

使用字符级RNN对名字进行分类

使用字符级 RNN 对名字进行分类¶

我们将构建以及训练一个基础的字符级 RNN 来对单词进行分类。字符级 RNN 将单词作为字符序列读取——在每个步骤都输出预测和“隐藏层”，然后将上一步的隐藏状态输入到下一步。我们采用最终的预测作为输出，即单词属于哪个分类。

具体来说，我们使用来自18种语言的几千个姓氏进行训练，并根据拼写预测名字来自那种语言：

$ python predict.py Hinton
(-0.47) Scottish
(-1.52) English
(-3.57) Irish

$ python predict.py Schmidhuber
(-0.19) German
(-2.48) Czech
(-2.68) Dutch

推荐阅读：

假设您至少安装了 PyTorch，了解 Python，且理解张量：

https://pytorch.org/: 有关于安装说明
:doc:/beginner/deep_learning_60min_blitz to get started with PyTorch in general
:doc:/beginner/pytorch_with_examples for a wide and deep overview
:doc:/beginner/former_torchies_tutorial if you are former Lua Torch user

了解 RNN 及其工作方式是也是很有用的：

The Unreasonable Effectiveness of Recurrent Neural Networks 展示了一系列现实生活中的例子
Understanding LSTM Networks 它是特别针对 LSTM 的，但也提供了关于 RNN 的一般信息

准备数据¶

Note

从 https://download.pytorch.org/tutorial/data.zip 下载数据，并解压到当前目录。
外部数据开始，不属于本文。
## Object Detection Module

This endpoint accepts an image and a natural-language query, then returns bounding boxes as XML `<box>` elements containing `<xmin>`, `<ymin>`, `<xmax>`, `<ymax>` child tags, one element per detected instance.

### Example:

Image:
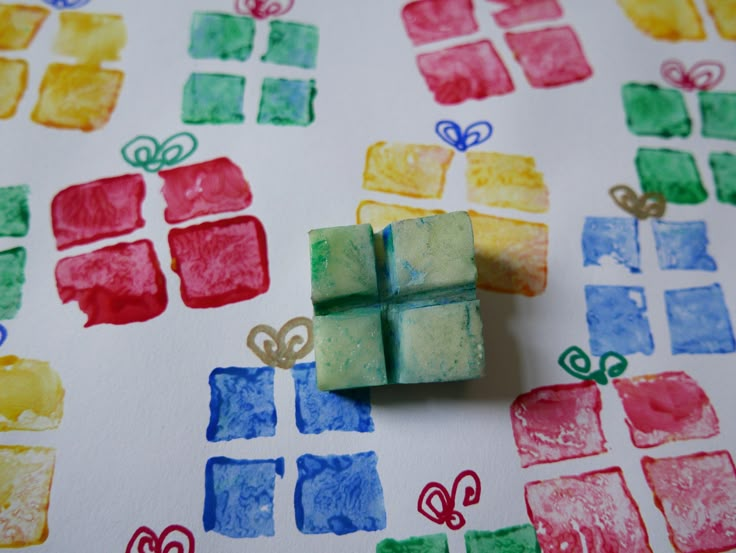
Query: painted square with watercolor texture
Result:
<box><xmin>504</xmin><ymin>26</ymin><xmax>592</xmax><ymax>88</ymax></box>
<box><xmin>0</xmin><ymin>185</ymin><xmax>29</xmax><ymax>237</ymax></box>
<box><xmin>0</xmin><ymin>58</ymin><xmax>28</xmax><ymax>119</ymax></box>
<box><xmin>55</xmin><ymin>240</ymin><xmax>167</xmax><ymax>326</ymax></box>
<box><xmin>705</xmin><ymin>0</ymin><xmax>736</xmax><ymax>39</ymax></box>
<box><xmin>491</xmin><ymin>0</ymin><xmax>563</xmax><ymax>29</ymax></box>
<box><xmin>377</xmin><ymin>533</ymin><xmax>449</xmax><ymax>553</ymax></box>
<box><xmin>207</xmin><ymin>366</ymin><xmax>276</xmax><ymax>441</ymax></box>
<box><xmin>356</xmin><ymin>200</ymin><xmax>445</xmax><ymax>231</ymax></box>
<box><xmin>582</xmin><ymin>217</ymin><xmax>640</xmax><ymax>273</ymax></box>
<box><xmin>510</xmin><ymin>381</ymin><xmax>607</xmax><ymax>468</ymax></box>
<box><xmin>257</xmin><ymin>78</ymin><xmax>316</xmax><ymax>126</ymax></box>
<box><xmin>665</xmin><ymin>283</ymin><xmax>736</xmax><ymax>354</ymax></box>
<box><xmin>0</xmin><ymin>356</ymin><xmax>64</xmax><ymax>431</ymax></box>
<box><xmin>0</xmin><ymin>4</ymin><xmax>49</xmax><ymax>50</ymax></box>
<box><xmin>621</xmin><ymin>83</ymin><xmax>691</xmax><ymax>138</ymax></box>
<box><xmin>168</xmin><ymin>216</ymin><xmax>269</xmax><ymax>308</ymax></box>
<box><xmin>32</xmin><ymin>63</ymin><xmax>124</xmax><ymax>132</ymax></box>
<box><xmin>54</xmin><ymin>12</ymin><xmax>126</xmax><ymax>64</ymax></box>
<box><xmin>401</xmin><ymin>0</ymin><xmax>478</xmax><ymax>46</ymax></box>
<box><xmin>613</xmin><ymin>371</ymin><xmax>719</xmax><ymax>448</ymax></box>
<box><xmin>616</xmin><ymin>0</ymin><xmax>705</xmax><ymax>40</ymax></box>
<box><xmin>182</xmin><ymin>73</ymin><xmax>245</xmax><ymax>125</ymax></box>
<box><xmin>699</xmin><ymin>91</ymin><xmax>736</xmax><ymax>141</ymax></box>
<box><xmin>585</xmin><ymin>285</ymin><xmax>654</xmax><ymax>356</ymax></box>
<box><xmin>0</xmin><ymin>247</ymin><xmax>25</xmax><ymax>320</ymax></box>
<box><xmin>203</xmin><ymin>456</ymin><xmax>284</xmax><ymax>538</ymax></box>
<box><xmin>465</xmin><ymin>524</ymin><xmax>541</xmax><ymax>553</ymax></box>
<box><xmin>0</xmin><ymin>446</ymin><xmax>55</xmax><ymax>547</ymax></box>
<box><xmin>292</xmin><ymin>362</ymin><xmax>374</xmax><ymax>435</ymax></box>
<box><xmin>159</xmin><ymin>157</ymin><xmax>252</xmax><ymax>224</ymax></box>
<box><xmin>709</xmin><ymin>152</ymin><xmax>736</xmax><ymax>206</ymax></box>
<box><xmin>635</xmin><ymin>148</ymin><xmax>706</xmax><ymax>204</ymax></box>
<box><xmin>416</xmin><ymin>40</ymin><xmax>515</xmax><ymax>105</ymax></box>
<box><xmin>189</xmin><ymin>12</ymin><xmax>255</xmax><ymax>61</ymax></box>
<box><xmin>525</xmin><ymin>467</ymin><xmax>653</xmax><ymax>553</ymax></box>
<box><xmin>642</xmin><ymin>451</ymin><xmax>736</xmax><ymax>553</ymax></box>
<box><xmin>652</xmin><ymin>220</ymin><xmax>716</xmax><ymax>271</ymax></box>
<box><xmin>262</xmin><ymin>20</ymin><xmax>319</xmax><ymax>69</ymax></box>
<box><xmin>295</xmin><ymin>451</ymin><xmax>386</xmax><ymax>535</ymax></box>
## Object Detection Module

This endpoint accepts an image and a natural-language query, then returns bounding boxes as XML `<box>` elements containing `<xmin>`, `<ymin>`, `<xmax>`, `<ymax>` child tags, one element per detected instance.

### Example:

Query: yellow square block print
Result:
<box><xmin>0</xmin><ymin>446</ymin><xmax>55</xmax><ymax>547</ymax></box>
<box><xmin>466</xmin><ymin>151</ymin><xmax>549</xmax><ymax>213</ymax></box>
<box><xmin>469</xmin><ymin>211</ymin><xmax>548</xmax><ymax>296</ymax></box>
<box><xmin>54</xmin><ymin>12</ymin><xmax>127</xmax><ymax>64</ymax></box>
<box><xmin>0</xmin><ymin>57</ymin><xmax>27</xmax><ymax>118</ymax></box>
<box><xmin>0</xmin><ymin>4</ymin><xmax>49</xmax><ymax>50</ymax></box>
<box><xmin>705</xmin><ymin>0</ymin><xmax>736</xmax><ymax>39</ymax></box>
<box><xmin>363</xmin><ymin>142</ymin><xmax>454</xmax><ymax>199</ymax></box>
<box><xmin>32</xmin><ymin>63</ymin><xmax>124</xmax><ymax>131</ymax></box>
<box><xmin>0</xmin><ymin>356</ymin><xmax>64</xmax><ymax>431</ymax></box>
<box><xmin>617</xmin><ymin>0</ymin><xmax>705</xmax><ymax>40</ymax></box>
<box><xmin>356</xmin><ymin>200</ymin><xmax>445</xmax><ymax>230</ymax></box>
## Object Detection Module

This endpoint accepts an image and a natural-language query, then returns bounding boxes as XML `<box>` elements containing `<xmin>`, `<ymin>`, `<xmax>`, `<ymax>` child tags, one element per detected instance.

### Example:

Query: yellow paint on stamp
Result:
<box><xmin>31</xmin><ymin>62</ymin><xmax>124</xmax><ymax>131</ymax></box>
<box><xmin>356</xmin><ymin>200</ymin><xmax>445</xmax><ymax>230</ymax></box>
<box><xmin>469</xmin><ymin>210</ymin><xmax>548</xmax><ymax>296</ymax></box>
<box><xmin>617</xmin><ymin>0</ymin><xmax>706</xmax><ymax>40</ymax></box>
<box><xmin>705</xmin><ymin>0</ymin><xmax>736</xmax><ymax>40</ymax></box>
<box><xmin>466</xmin><ymin>151</ymin><xmax>549</xmax><ymax>213</ymax></box>
<box><xmin>0</xmin><ymin>445</ymin><xmax>55</xmax><ymax>547</ymax></box>
<box><xmin>0</xmin><ymin>4</ymin><xmax>50</xmax><ymax>50</ymax></box>
<box><xmin>54</xmin><ymin>12</ymin><xmax>127</xmax><ymax>64</ymax></box>
<box><xmin>0</xmin><ymin>57</ymin><xmax>27</xmax><ymax>118</ymax></box>
<box><xmin>363</xmin><ymin>142</ymin><xmax>454</xmax><ymax>199</ymax></box>
<box><xmin>0</xmin><ymin>355</ymin><xmax>64</xmax><ymax>431</ymax></box>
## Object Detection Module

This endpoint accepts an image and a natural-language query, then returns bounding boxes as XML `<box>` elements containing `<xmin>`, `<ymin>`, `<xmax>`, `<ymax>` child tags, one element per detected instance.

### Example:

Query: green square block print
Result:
<box><xmin>465</xmin><ymin>525</ymin><xmax>541</xmax><ymax>553</ymax></box>
<box><xmin>635</xmin><ymin>148</ymin><xmax>707</xmax><ymax>204</ymax></box>
<box><xmin>182</xmin><ymin>73</ymin><xmax>245</xmax><ymax>124</ymax></box>
<box><xmin>699</xmin><ymin>91</ymin><xmax>736</xmax><ymax>141</ymax></box>
<box><xmin>189</xmin><ymin>12</ymin><xmax>255</xmax><ymax>61</ymax></box>
<box><xmin>0</xmin><ymin>247</ymin><xmax>25</xmax><ymax>320</ymax></box>
<box><xmin>376</xmin><ymin>533</ymin><xmax>449</xmax><ymax>553</ymax></box>
<box><xmin>262</xmin><ymin>20</ymin><xmax>319</xmax><ymax>69</ymax></box>
<box><xmin>0</xmin><ymin>185</ymin><xmax>29</xmax><ymax>237</ymax></box>
<box><xmin>621</xmin><ymin>83</ymin><xmax>690</xmax><ymax>138</ymax></box>
<box><xmin>710</xmin><ymin>152</ymin><xmax>736</xmax><ymax>206</ymax></box>
<box><xmin>258</xmin><ymin>78</ymin><xmax>316</xmax><ymax>126</ymax></box>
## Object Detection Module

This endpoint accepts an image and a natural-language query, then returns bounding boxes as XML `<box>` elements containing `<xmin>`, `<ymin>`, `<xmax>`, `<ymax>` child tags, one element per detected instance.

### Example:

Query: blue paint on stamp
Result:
<box><xmin>652</xmin><ymin>220</ymin><xmax>717</xmax><ymax>271</ymax></box>
<box><xmin>585</xmin><ymin>285</ymin><xmax>654</xmax><ymax>356</ymax></box>
<box><xmin>294</xmin><ymin>451</ymin><xmax>386</xmax><ymax>535</ymax></box>
<box><xmin>665</xmin><ymin>283</ymin><xmax>736</xmax><ymax>354</ymax></box>
<box><xmin>206</xmin><ymin>366</ymin><xmax>276</xmax><ymax>441</ymax></box>
<box><xmin>582</xmin><ymin>217</ymin><xmax>641</xmax><ymax>273</ymax></box>
<box><xmin>292</xmin><ymin>362</ymin><xmax>374</xmax><ymax>435</ymax></box>
<box><xmin>203</xmin><ymin>456</ymin><xmax>285</xmax><ymax>538</ymax></box>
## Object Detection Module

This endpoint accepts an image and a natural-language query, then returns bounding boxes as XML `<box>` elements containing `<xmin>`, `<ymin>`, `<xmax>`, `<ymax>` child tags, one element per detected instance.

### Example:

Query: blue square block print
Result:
<box><xmin>203</xmin><ymin>457</ymin><xmax>284</xmax><ymax>538</ymax></box>
<box><xmin>665</xmin><ymin>284</ymin><xmax>736</xmax><ymax>354</ymax></box>
<box><xmin>585</xmin><ymin>285</ymin><xmax>654</xmax><ymax>356</ymax></box>
<box><xmin>292</xmin><ymin>362</ymin><xmax>374</xmax><ymax>435</ymax></box>
<box><xmin>207</xmin><ymin>366</ymin><xmax>276</xmax><ymax>441</ymax></box>
<box><xmin>582</xmin><ymin>217</ymin><xmax>640</xmax><ymax>273</ymax></box>
<box><xmin>652</xmin><ymin>220</ymin><xmax>717</xmax><ymax>271</ymax></box>
<box><xmin>295</xmin><ymin>451</ymin><xmax>386</xmax><ymax>535</ymax></box>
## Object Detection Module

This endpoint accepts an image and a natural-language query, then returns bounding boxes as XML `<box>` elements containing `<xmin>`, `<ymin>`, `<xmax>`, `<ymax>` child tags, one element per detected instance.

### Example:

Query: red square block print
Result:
<box><xmin>613</xmin><ymin>371</ymin><xmax>719</xmax><ymax>449</ymax></box>
<box><xmin>51</xmin><ymin>174</ymin><xmax>145</xmax><ymax>250</ymax></box>
<box><xmin>510</xmin><ymin>381</ymin><xmax>607</xmax><ymax>468</ymax></box>
<box><xmin>642</xmin><ymin>451</ymin><xmax>736</xmax><ymax>553</ymax></box>
<box><xmin>55</xmin><ymin>240</ymin><xmax>167</xmax><ymax>327</ymax></box>
<box><xmin>491</xmin><ymin>0</ymin><xmax>563</xmax><ymax>29</ymax></box>
<box><xmin>401</xmin><ymin>0</ymin><xmax>478</xmax><ymax>46</ymax></box>
<box><xmin>505</xmin><ymin>26</ymin><xmax>592</xmax><ymax>88</ymax></box>
<box><xmin>526</xmin><ymin>467</ymin><xmax>653</xmax><ymax>553</ymax></box>
<box><xmin>168</xmin><ymin>216</ymin><xmax>269</xmax><ymax>308</ymax></box>
<box><xmin>416</xmin><ymin>40</ymin><xmax>514</xmax><ymax>105</ymax></box>
<box><xmin>159</xmin><ymin>157</ymin><xmax>252</xmax><ymax>224</ymax></box>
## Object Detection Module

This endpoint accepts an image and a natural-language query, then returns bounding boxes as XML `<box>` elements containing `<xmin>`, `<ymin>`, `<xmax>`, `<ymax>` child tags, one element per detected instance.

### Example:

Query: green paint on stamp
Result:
<box><xmin>376</xmin><ymin>533</ymin><xmax>449</xmax><ymax>553</ymax></box>
<box><xmin>710</xmin><ymin>151</ymin><xmax>736</xmax><ymax>206</ymax></box>
<box><xmin>621</xmin><ymin>83</ymin><xmax>690</xmax><ymax>138</ymax></box>
<box><xmin>465</xmin><ymin>524</ymin><xmax>541</xmax><ymax>553</ymax></box>
<box><xmin>0</xmin><ymin>247</ymin><xmax>26</xmax><ymax>320</ymax></box>
<box><xmin>699</xmin><ymin>91</ymin><xmax>736</xmax><ymax>141</ymax></box>
<box><xmin>189</xmin><ymin>12</ymin><xmax>255</xmax><ymax>61</ymax></box>
<box><xmin>262</xmin><ymin>20</ymin><xmax>319</xmax><ymax>69</ymax></box>
<box><xmin>635</xmin><ymin>148</ymin><xmax>706</xmax><ymax>204</ymax></box>
<box><xmin>182</xmin><ymin>73</ymin><xmax>245</xmax><ymax>125</ymax></box>
<box><xmin>257</xmin><ymin>78</ymin><xmax>316</xmax><ymax>126</ymax></box>
<box><xmin>0</xmin><ymin>185</ymin><xmax>29</xmax><ymax>237</ymax></box>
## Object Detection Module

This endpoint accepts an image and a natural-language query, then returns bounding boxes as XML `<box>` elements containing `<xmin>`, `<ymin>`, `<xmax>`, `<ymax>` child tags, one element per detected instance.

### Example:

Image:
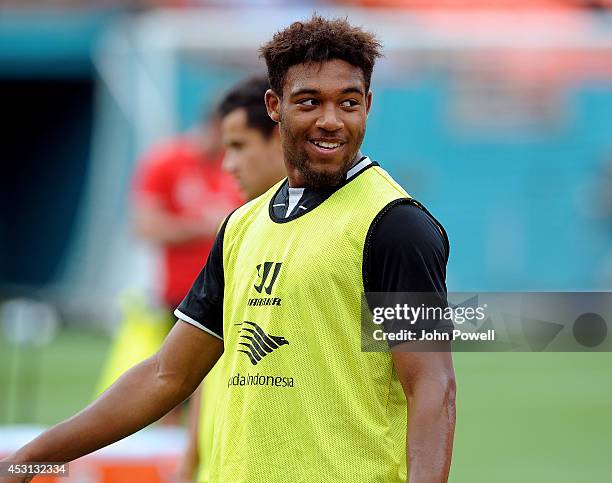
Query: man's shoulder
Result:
<box><xmin>353</xmin><ymin>162</ymin><xmax>411</xmax><ymax>201</ymax></box>
<box><xmin>371</xmin><ymin>199</ymin><xmax>449</xmax><ymax>261</ymax></box>
<box><xmin>382</xmin><ymin>200</ymin><xmax>445</xmax><ymax>233</ymax></box>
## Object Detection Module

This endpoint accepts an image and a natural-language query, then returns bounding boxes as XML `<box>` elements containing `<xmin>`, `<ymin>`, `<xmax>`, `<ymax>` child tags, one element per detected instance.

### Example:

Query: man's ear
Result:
<box><xmin>365</xmin><ymin>90</ymin><xmax>373</xmax><ymax>118</ymax></box>
<box><xmin>265</xmin><ymin>89</ymin><xmax>281</xmax><ymax>123</ymax></box>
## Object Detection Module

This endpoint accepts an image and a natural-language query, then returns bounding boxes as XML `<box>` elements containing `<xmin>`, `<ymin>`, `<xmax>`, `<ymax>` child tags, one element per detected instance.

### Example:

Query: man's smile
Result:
<box><xmin>307</xmin><ymin>138</ymin><xmax>346</xmax><ymax>157</ymax></box>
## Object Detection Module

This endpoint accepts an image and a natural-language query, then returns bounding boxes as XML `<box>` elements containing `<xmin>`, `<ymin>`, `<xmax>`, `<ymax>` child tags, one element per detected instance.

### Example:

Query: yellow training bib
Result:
<box><xmin>209</xmin><ymin>166</ymin><xmax>410</xmax><ymax>482</ymax></box>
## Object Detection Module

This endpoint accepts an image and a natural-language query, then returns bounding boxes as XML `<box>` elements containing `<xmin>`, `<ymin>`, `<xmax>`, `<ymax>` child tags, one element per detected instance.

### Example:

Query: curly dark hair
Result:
<box><xmin>259</xmin><ymin>14</ymin><xmax>383</xmax><ymax>96</ymax></box>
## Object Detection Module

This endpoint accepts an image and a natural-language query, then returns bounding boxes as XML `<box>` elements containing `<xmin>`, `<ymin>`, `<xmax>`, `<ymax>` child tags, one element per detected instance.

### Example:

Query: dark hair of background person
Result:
<box><xmin>217</xmin><ymin>76</ymin><xmax>276</xmax><ymax>138</ymax></box>
<box><xmin>259</xmin><ymin>14</ymin><xmax>383</xmax><ymax>96</ymax></box>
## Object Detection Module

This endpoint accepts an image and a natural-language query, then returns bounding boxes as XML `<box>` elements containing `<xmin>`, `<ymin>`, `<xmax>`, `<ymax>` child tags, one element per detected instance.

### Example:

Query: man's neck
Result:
<box><xmin>272</xmin><ymin>155</ymin><xmax>373</xmax><ymax>220</ymax></box>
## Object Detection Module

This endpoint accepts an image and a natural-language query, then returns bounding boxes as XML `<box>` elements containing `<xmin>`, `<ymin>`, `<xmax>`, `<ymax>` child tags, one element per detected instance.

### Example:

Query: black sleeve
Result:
<box><xmin>364</xmin><ymin>199</ymin><xmax>452</xmax><ymax>335</ymax></box>
<box><xmin>174</xmin><ymin>215</ymin><xmax>231</xmax><ymax>340</ymax></box>
<box><xmin>364</xmin><ymin>199</ymin><xmax>449</xmax><ymax>294</ymax></box>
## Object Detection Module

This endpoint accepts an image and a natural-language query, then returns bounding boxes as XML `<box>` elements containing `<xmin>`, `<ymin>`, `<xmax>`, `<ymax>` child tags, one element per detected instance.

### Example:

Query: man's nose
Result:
<box><xmin>315</xmin><ymin>104</ymin><xmax>343</xmax><ymax>131</ymax></box>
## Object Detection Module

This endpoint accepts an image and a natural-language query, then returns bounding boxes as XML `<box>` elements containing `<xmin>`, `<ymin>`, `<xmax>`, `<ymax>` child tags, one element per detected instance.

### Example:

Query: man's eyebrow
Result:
<box><xmin>340</xmin><ymin>86</ymin><xmax>365</xmax><ymax>95</ymax></box>
<box><xmin>289</xmin><ymin>86</ymin><xmax>365</xmax><ymax>97</ymax></box>
<box><xmin>290</xmin><ymin>87</ymin><xmax>320</xmax><ymax>97</ymax></box>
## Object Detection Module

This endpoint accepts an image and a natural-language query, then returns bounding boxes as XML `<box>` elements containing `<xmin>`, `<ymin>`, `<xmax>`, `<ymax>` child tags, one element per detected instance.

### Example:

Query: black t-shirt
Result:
<box><xmin>176</xmin><ymin>161</ymin><xmax>449</xmax><ymax>339</ymax></box>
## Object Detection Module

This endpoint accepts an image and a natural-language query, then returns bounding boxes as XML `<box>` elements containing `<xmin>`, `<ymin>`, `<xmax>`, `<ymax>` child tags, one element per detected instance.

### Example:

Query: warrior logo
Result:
<box><xmin>254</xmin><ymin>262</ymin><xmax>282</xmax><ymax>295</ymax></box>
<box><xmin>235</xmin><ymin>321</ymin><xmax>288</xmax><ymax>365</ymax></box>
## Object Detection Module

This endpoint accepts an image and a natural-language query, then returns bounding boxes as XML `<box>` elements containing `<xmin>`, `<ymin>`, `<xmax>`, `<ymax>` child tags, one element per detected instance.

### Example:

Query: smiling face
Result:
<box><xmin>265</xmin><ymin>59</ymin><xmax>372</xmax><ymax>188</ymax></box>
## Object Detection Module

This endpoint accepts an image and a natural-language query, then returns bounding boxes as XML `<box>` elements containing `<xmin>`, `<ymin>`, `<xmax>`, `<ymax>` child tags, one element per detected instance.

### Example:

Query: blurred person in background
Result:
<box><xmin>176</xmin><ymin>76</ymin><xmax>286</xmax><ymax>482</ymax></box>
<box><xmin>94</xmin><ymin>111</ymin><xmax>242</xmax><ymax>422</ymax></box>
<box><xmin>1</xmin><ymin>15</ymin><xmax>455</xmax><ymax>483</ymax></box>
<box><xmin>219</xmin><ymin>77</ymin><xmax>286</xmax><ymax>201</ymax></box>
<box><xmin>131</xmin><ymin>113</ymin><xmax>241</xmax><ymax>309</ymax></box>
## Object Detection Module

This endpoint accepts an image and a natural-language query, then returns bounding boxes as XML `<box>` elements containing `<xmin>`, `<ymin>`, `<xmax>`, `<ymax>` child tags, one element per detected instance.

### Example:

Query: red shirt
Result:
<box><xmin>133</xmin><ymin>137</ymin><xmax>242</xmax><ymax>307</ymax></box>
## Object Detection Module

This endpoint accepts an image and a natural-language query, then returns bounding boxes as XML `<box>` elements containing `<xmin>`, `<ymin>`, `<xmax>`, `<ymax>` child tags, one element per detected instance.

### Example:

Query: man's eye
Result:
<box><xmin>341</xmin><ymin>99</ymin><xmax>359</xmax><ymax>108</ymax></box>
<box><xmin>298</xmin><ymin>99</ymin><xmax>317</xmax><ymax>106</ymax></box>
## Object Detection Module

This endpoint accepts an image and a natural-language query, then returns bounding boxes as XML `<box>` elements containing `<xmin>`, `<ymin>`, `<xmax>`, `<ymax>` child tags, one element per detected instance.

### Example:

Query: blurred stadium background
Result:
<box><xmin>1</xmin><ymin>1</ymin><xmax>612</xmax><ymax>482</ymax></box>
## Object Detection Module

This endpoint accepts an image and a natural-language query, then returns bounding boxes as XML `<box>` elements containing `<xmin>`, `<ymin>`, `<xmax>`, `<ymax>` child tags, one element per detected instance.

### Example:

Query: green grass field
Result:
<box><xmin>0</xmin><ymin>329</ymin><xmax>110</xmax><ymax>425</ymax></box>
<box><xmin>1</xmin><ymin>330</ymin><xmax>611</xmax><ymax>482</ymax></box>
<box><xmin>452</xmin><ymin>352</ymin><xmax>612</xmax><ymax>482</ymax></box>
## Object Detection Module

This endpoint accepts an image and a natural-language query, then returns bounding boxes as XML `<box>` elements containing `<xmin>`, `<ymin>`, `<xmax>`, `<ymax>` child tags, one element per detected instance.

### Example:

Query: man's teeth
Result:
<box><xmin>313</xmin><ymin>141</ymin><xmax>341</xmax><ymax>149</ymax></box>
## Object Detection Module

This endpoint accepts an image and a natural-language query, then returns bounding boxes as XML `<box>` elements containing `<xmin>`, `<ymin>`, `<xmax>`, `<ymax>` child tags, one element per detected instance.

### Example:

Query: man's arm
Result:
<box><xmin>366</xmin><ymin>200</ymin><xmax>454</xmax><ymax>479</ymax></box>
<box><xmin>1</xmin><ymin>321</ymin><xmax>222</xmax><ymax>482</ymax></box>
<box><xmin>392</xmin><ymin>345</ymin><xmax>456</xmax><ymax>483</ymax></box>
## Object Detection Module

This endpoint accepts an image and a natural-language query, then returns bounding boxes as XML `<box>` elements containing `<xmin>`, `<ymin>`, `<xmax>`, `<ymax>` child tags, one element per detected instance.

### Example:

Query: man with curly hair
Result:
<box><xmin>2</xmin><ymin>15</ymin><xmax>455</xmax><ymax>483</ymax></box>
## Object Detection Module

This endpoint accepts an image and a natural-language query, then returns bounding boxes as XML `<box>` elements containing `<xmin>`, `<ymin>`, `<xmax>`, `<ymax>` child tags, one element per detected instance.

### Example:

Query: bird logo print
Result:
<box><xmin>235</xmin><ymin>321</ymin><xmax>289</xmax><ymax>365</ymax></box>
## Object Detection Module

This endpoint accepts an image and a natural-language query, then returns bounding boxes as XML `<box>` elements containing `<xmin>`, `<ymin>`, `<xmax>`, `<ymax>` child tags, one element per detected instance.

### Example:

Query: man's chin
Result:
<box><xmin>300</xmin><ymin>166</ymin><xmax>346</xmax><ymax>189</ymax></box>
data/names子目录中有18个文本文件，文件名的格式是”[language].txt”。每个文件包含许多名字，每个名字一行。这些名字字符主要是罗马化的（但我们仍然需要将它们从 Unicode 转为 ASCII）。

最终得到一个“语言=>名字列表”字典，形如 {language: [names ...]}。通用变量 “category” 和 “line”（在本例中用于表示语言和名字）对以后的扩展有用。

from __future__ import unicode_literals, print_function, division
from io import open
import glob
import os

def findFiles(path):
    return glob.glob(path)

print(findFiles('data/names/*.txt'))

import unicodedata
import string

all_letters = string.ascii_letters + " .,;'"
n_letters = len(all_letters)

# Turn a Unicode string to plain ASCII, thanks to https://stackoverflow.com/a/518232/2809427
def unicodeToAscii(s):
    return ''.join(
        c for c in unicodedata.normalize('NFD', s)
        if unicodedata.category(c) != 'Mn' and c in all_letters
    )

print(unicodeToAscii('Ślusàrski'))

# Build the category_lines dictionary, a list of names per language
category_lines = {}
all_categories = []

# Read a file and split into lines
def readLines(filename):
    lines = open(filename, encoding='utf-8').read().strip().split('\n')
    return [unicodeToAscii(line) for line in lines]

for filename in findFiles('data/names/*.txt'):
    category = os.path.splitext(os.path.basename(filename))[0]
    all_categories.append(category)
    lines = readLines(filename)
    category_lines[category] = lines

n_categories = len(all_categories)

1
2

['data/names/Arabic.txt', 'data/names/Chinese.txt', 'data/names/Czech.txt', 'data/names/Dutch.txt', 'data/names/English.txt', 'data/names/French.txt', 'data/names/German.txt', 'data/names/Greek.txt', 'data/names/Irish.txt', 'data/names/Italian.txt', 'data/names/Japanese.txt', 'data/names/Korean.txt', 'data/names/Polish.txt', 'data/names/Portuguese.txt', 'data/names/Russian.txt', 'data/names/Scottish.txt', 'data/names/Spanish.txt', 'data/names/Vietnamese.txt']
Slusarski

现在我们有了变量 category_lines, 它是一个映射每一类型（语言）与行列表（名字）的字典。我们还得到了变量 all_categories（仅是语言列表）与 n_categories 共以后使用。

1	print(category_lines['Italian'][:5])

1	['Abandonato', 'Abatangelo', 'Abatantuono', 'Abate', 'Abategiovanni']

将名字转换为张量¶

现在我们已经组织好了所有的名字，还需要把他们转为张量才能使用。

我们使用大小为 <1 x n_letters> 的“独热（on-hot）向量”表征一个字母。独热向量中除了当前字母位置是1,其它都用0填充，比如 "b" = <0 1 0 0 0 ...>。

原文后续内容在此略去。